Industry: Logging and Timber |
Building 60 creatively altered and reused at State Hospital |
This decision needs more time, debate, and information.
(For more on the Salem buildings of Pietro Belluschi, see posts here.)
Doom! Update,
From the approval of an extension for demolition |
3 comments:
This is a shame. Appreciation of historic architecture changes generation to generation.
In the 1960's the City tore down our old city hall, Marion County destroyed out old Courthouse downtown.
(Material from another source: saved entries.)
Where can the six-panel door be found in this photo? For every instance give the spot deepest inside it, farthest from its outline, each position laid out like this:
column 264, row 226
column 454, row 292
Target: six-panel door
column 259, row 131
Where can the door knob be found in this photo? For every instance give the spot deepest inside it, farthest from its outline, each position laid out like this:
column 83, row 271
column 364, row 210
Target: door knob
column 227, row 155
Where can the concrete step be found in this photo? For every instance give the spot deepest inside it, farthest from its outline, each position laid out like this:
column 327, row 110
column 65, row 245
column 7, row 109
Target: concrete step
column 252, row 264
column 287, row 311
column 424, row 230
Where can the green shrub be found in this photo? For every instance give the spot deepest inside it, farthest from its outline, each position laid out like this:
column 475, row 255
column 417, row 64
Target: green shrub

Today I think most people would agree that those buildings would have been a great asset to our Downtown Historic District.
Just because the current generation doesn't value the 1st National Bank Building architecture doesn't mean it should be torn down. Future generations may love this building more than any other.
Why do we have city staff hired to perserve our historic buildings if all they do is sign demolotion permits to destroy them (Howard Hall, State Hospital, 1st National Bank). Seems a waste of money.
There's a saying that "the greenest building is the one that's already built." A 2011 report from The Preservation Green Lab at the National Trust for Historic Preservation shows that with some exceptions and caveats about how retrofits are carried out, that is very largely true.
http://www.preservationnation.org/information-center/sustainable-communities/green-lab/lca/The_Greenest_Building_lowres.pdf
Updated with City's decision to authorize extensions on both the demolition and new construction.